Virtual code execution via IL interpretation


As Soma announced, we just shipped VS2010 Beta1. This includes dump debugging support for managed code and a very cool bonus feature tucked in there that I’ll blog about today.

Dump-debugging (aka post-mortem debugging) is very useful and a long-requested feature for managed code.  The downside is that with a dump-file, you don’t have a live process anymore, and so property-evaluation won’t work. That’s because property evaluation is implemented by hijacking a thread in the debuggee to run the function of interest, commonly a ToString() or property-getter. There’s no live thread to hijack in post-mortem debugging.

We have a mitigation for that in VS2010. In addition to loading the dump file, we can also interpret the IL opcodes of the function and simulate execution to show the results in the debugger.

 

Here, I’ll just blog about the end-user experience and some top-level points. I’ll save the technical drill down for future blogs.

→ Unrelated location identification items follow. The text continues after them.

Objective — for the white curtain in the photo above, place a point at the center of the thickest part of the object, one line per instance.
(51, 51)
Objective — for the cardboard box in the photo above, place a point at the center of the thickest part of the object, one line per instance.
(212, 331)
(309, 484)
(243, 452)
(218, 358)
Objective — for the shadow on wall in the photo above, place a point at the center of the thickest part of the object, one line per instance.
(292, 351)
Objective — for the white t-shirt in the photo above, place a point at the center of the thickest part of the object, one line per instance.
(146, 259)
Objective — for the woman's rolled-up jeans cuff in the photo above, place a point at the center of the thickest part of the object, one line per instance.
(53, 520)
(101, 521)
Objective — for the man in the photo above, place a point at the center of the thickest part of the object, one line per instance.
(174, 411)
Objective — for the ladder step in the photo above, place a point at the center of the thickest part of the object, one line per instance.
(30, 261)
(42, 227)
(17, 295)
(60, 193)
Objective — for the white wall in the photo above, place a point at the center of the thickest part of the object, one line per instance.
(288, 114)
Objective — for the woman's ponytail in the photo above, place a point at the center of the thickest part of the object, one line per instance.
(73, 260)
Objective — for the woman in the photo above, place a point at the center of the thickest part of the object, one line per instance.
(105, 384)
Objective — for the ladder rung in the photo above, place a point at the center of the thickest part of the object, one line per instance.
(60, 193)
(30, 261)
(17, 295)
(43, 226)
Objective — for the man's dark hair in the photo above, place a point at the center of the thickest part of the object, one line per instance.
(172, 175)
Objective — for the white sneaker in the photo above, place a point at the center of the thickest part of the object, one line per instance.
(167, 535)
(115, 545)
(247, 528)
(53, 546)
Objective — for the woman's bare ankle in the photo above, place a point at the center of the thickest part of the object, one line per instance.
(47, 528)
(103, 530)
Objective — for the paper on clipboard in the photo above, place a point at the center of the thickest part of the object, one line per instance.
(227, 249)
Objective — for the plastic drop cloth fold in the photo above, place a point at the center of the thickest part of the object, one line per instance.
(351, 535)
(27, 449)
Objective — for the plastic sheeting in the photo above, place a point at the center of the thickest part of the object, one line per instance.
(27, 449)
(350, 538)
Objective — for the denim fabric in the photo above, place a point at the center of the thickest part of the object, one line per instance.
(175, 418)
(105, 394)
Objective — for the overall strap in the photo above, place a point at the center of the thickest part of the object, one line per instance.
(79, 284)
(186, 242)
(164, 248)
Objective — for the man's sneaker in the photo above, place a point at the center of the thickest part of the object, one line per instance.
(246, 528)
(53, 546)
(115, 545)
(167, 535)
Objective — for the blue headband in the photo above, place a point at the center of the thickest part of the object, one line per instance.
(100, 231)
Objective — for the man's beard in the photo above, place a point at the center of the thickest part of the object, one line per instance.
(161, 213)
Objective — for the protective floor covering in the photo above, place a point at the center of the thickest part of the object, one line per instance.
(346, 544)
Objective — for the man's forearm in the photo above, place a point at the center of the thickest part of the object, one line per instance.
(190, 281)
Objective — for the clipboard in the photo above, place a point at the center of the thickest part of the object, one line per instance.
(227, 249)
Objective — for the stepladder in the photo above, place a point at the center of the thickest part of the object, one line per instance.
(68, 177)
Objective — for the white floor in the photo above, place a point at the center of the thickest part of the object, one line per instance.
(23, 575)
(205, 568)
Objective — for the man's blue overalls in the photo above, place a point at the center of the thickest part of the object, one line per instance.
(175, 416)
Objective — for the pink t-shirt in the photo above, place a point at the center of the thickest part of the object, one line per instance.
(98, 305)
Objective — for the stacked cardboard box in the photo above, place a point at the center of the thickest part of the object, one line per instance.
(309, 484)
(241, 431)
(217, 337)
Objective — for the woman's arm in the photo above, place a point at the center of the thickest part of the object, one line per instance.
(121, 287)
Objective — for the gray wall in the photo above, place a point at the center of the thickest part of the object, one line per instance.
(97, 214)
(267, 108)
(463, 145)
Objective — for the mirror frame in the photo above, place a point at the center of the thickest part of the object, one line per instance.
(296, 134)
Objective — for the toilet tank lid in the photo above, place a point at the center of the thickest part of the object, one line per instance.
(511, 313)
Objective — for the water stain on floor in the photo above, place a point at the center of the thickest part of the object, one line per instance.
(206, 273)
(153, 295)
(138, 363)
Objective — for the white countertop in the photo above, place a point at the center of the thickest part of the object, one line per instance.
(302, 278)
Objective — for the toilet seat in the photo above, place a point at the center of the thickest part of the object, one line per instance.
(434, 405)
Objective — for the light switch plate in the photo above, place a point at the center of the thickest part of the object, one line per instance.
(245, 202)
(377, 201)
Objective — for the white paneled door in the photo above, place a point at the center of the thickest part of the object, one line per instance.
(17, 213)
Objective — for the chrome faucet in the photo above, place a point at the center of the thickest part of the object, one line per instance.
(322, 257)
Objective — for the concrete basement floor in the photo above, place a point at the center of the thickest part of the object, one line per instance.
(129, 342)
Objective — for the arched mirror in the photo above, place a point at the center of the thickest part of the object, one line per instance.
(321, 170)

Consider the following sample:

using System;
using System.Collections.Generic;
using System.Linq;
using System.Text;
using System.Reflection;

public class Point 
{
    int m_x;
    int m_y;
    public Point(int x, int y)
    {
        m_x = x;
        m_y = y;
    }
    public override string ToString()
    {
        return String.Format("({0},{1})", this.X, this.Y);
    }

    public int X
    {
        get
        {
            return m_x;
        }
    }
    public int Y
    {
        get
        {
            return m_y;
        }
    }
}

public class Program
{
    static void Main(string[] args)
    {
        Dictionary<int, string> dict = new Dictionary<int, string>();
        dict[5] = "Five";
        dict[3] = "three";

        Point p = new Point(3, 4);
                
    }

    public static int  Dot(Point p1, Point p2)
    {
        int r2 = p1.X * p2.X + p1.Y * p2.Y;
        return r2;
    }

}

 

Suppose you have a dump-file from a thread stopped at the end of Main() (See newly added menu item “Debug | Save Dump As …”; load dump-file via “File | Open | File …”).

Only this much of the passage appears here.